EL: Most identity systems have large centralized databases containing millions (or billions) of identity records. Because of their sheer size, these centralized databases are high-value targets for hackers. The identity data they contain is relatively easy to steal and use

The recent Equifax data breach, where the personal data of up to 143 million individuals may have been compromised, highlights the vulnerability of centralized databases and calls into question the continued practice of collecting large centralized sets of highly sensitive data. In some instances, the citizens of entire countries (such as Sweden) have suffered potentially devastating personal data breaches.

Current identity systems are limiting Fintech innovation as well as secure and efficient service delivery in financial services and in wider society. Digital identity is widely recognised as the next step in identity systems.

Recent estimates indicate that over $40B USD is spent complying with KYC regulation each year, in addition to the trillions of hours of associated time costs. This cost is necessarily high because relying parties cannot quickly and easily access up-to-date identity data, validate the data, or screen it to satisfy their regulatory requirements. Therefore, relying parties must send new requests to the identity owner, treating every identity owner as a ‘blank canvas’ and forcing them through the fully robust KYC process.

The time and effort expended by one relying party to perform KYC validation checks cannot be reused or recycled and is not leveraged in future requests. If the identity owner decides to change service providers, these same checks need to be completed by the new relying party. The identity data is not “ported” to the new service provider and so ends up being held by multiple providers, many of whom hold redundant, yet still highly sensitive identity data, for individuals who are no longer their clients or customers.

The high cost involved in this procedure creates a barrier to exit when changing service providers, leading to an uncompetitive environment, to the detriment of identity owners, fintech startups, and innovation, generally. It also increases the risk of identity theft for individuals. Furthermore, those who lack identity documents issued by a national government are excluded from commerce completely because of their inability to comply with KYC regulations.

Although certainly well-intentioned, KYC regulations can easily exclude legitimate market participants and slow down international commerce. This problem could easily be solved if there was a way for existing KYC data to be linked, re-used, and easily ported across borders in a compliant manner.


6. What’s the future of your industry?

EL: It’s difficult to predict the future, it’s even harder to do it with any degree of accuracy. In either event, one usually ends up looking like a fool. “The fool doth think he is wise, but the wise man knows himself to be a fool” – Shakespeare.

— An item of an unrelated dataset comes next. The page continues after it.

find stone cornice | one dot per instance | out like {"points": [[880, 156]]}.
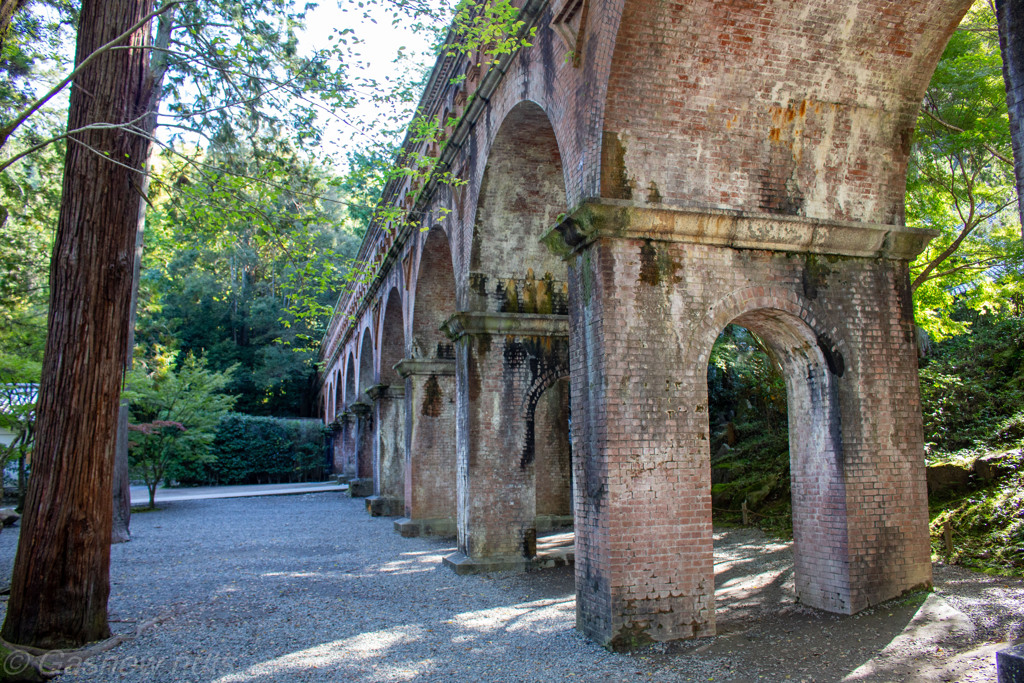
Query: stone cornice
{"points": [[518, 325], [410, 367], [594, 219], [379, 391]]}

Nonetheless, here are my three predictions:

Prediction #1: For Identity
Implementation of “Verified Claim” identity protocols with multiple companies and organizations building into an established industry standard, which is as powerful or more powerful as a protocol than email. This will mean a full digitization of identity transactions, including government issuance of identity certificates, identity management, and KYC processes which breaks down individual silos and puts the identity owner in a true position of enfranchisement and ownership – something called self-sovereign identity.

Prediction #2: For Crypto
Increased regulation and government oversight, as tokenizing assets is a trend that will not go away. All types of financial incumbents will scramble to get into the space, but lobby and rally governments to regulate the space. For countries that get it right, this is an opportunity, and for countries which get it wrong, they are trying to stop a technology which is permissionless, censorship-proof and inevitable and will see jurisdictional arbitrage.

Prediction #3: For ICO’s & Blockchain
A bubble bursting in crypto assets, with many “ICO” companies disappearing without having created any valuable software or company – but through this pit of despair will emerge a plateau of productivity with several valuable organizations left standing, who have created working code with real-world use cases.